SALATIGA de Schoonste Stad van Midden Java

Membaca runutan cerita sejarah lewat buku bersampul hard cover tebal dan berat di perpustakaan kadang terasa membosankan dan bikin ngantuk. Sering hilang fokus, menguap berulang kali, bahkan tak jarang meninggalkan jejak berupa tetesan air liur di halaman buku #ups.

Andai kata semua menyadari bahwa belajar sejarah itu terasa lebih asyik dengan melihat, meraba, dan mendengar ceritanya langsung di lokasi yang tercatat di buku. Apalagi belajar sambil merasakan aktivitas seperti yang dilakukan di masa lampau, naik kereta uap atau andong misalnya. Lebih seru kan?

suatu hari di Salatiga
suatu hari di Salatiga

Seperti yang pernah dilakukan oleh Blusukan Solo saat #DolanBareng beberapa waktu lalu di Kota Salatiga. Mereka membawa para peserta menikmati suasana Toentangsche-weg ( kini Jalan Jend Sudirman – Salatiga ) dengan menggunakan andong, alat transportasi tradisional yang masih banyak dijumpai di Salatiga.
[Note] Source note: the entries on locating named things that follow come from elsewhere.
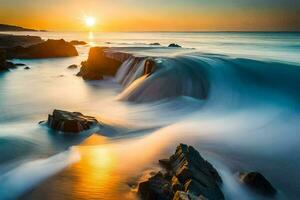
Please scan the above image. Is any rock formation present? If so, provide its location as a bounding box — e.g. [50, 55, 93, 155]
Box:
[138, 144, 224, 200]
[77, 47, 122, 80]
[239, 172, 276, 197]
[68, 65, 78, 69]
[47, 110, 98, 133]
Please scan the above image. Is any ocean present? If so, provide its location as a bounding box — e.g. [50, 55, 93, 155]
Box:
[0, 32, 300, 200]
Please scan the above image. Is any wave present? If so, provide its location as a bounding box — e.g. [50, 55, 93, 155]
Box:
[0, 149, 80, 200]
[116, 53, 300, 106]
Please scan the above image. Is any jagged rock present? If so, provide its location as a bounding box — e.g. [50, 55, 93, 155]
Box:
[68, 65, 78, 69]
[14, 63, 26, 67]
[149, 42, 160, 46]
[138, 144, 224, 200]
[239, 172, 277, 197]
[70, 40, 87, 45]
[6, 39, 78, 59]
[138, 172, 173, 200]
[47, 110, 98, 133]
[169, 43, 181, 48]
[77, 47, 122, 80]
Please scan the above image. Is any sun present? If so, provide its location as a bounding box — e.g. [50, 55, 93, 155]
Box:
[85, 16, 96, 27]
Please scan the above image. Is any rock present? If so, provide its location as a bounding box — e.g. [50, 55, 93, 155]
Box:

Kegiatan yang kami lakukan adalah melewati bekas Fort de Hersteller yang sudah berubah menjadi Pasar Raya Salatiga. Kemudian melintasi Solosche-weg atau kompleks pecinan, berhenti di Taman Pancasila, serta memasuki kantor Walikota Salatiga. Semua tempat yang kami lewati penuh dengan cerita sejarah… Yang ironisnya banyak warga Salatiga yang tidak tahu atau mungkin sudah melupakannya. Mari saya bantu ingatkan sedikit cerita tentang masa kejayaan Salatiga.

menikmati Salatiga dengan cara yang berbeda
menikmati Salatiga dengan cara yang berbeda

Puluhan tahun yang lalu, Salatiga telah dianggap sebagai kota poros penting bagi VOC (Vereenigde Oostindische Compagnie). Alasannya tak lain karena perdikan atau wilayah kerajaan yang telah mandiri sejak ratusan tahun lalu ini terletak di tengah jalur lintas antara Semarang dan Surakarta (Mataram Islam). Semarang memiliki pelabuhan besar untuk menyuplai dan mengirim kebutuhan dari/ ke Pulau Jawa, sedangkan Kerajaan Mataram Islam kala itu masih berada di Kartasura.

Pernah dibangun sebuah benteng sekitar tahun 1746 bernama Fort de Hersteller sebagai bentuk pengawasan dan pertahanan militer VOC terhadap kedua kota tersebut. Sempat terlantar lama, pada tahun 1814 Belanda memutuskan untuk menghancurkan benteng Fort de Hersteller dan memindahkannya di lokasi yang lebih strategis.

Benteng baru yang diberi nama sesuai nama arsiteknya itu disebut Benteng Hock atau Fort Hock. Pasca Perang Diponegoro ( 1825 – 1830 ), Fort Hock tidak digunakan sebagai benteng pertahanan militer lagi, melainkan sebagai tempat tinggal para tentara militer. Sama fungsi seperti Benteng Willem I di Ambawara yang digunakan sebagai barak militer dan tempat penyimpanan logistik.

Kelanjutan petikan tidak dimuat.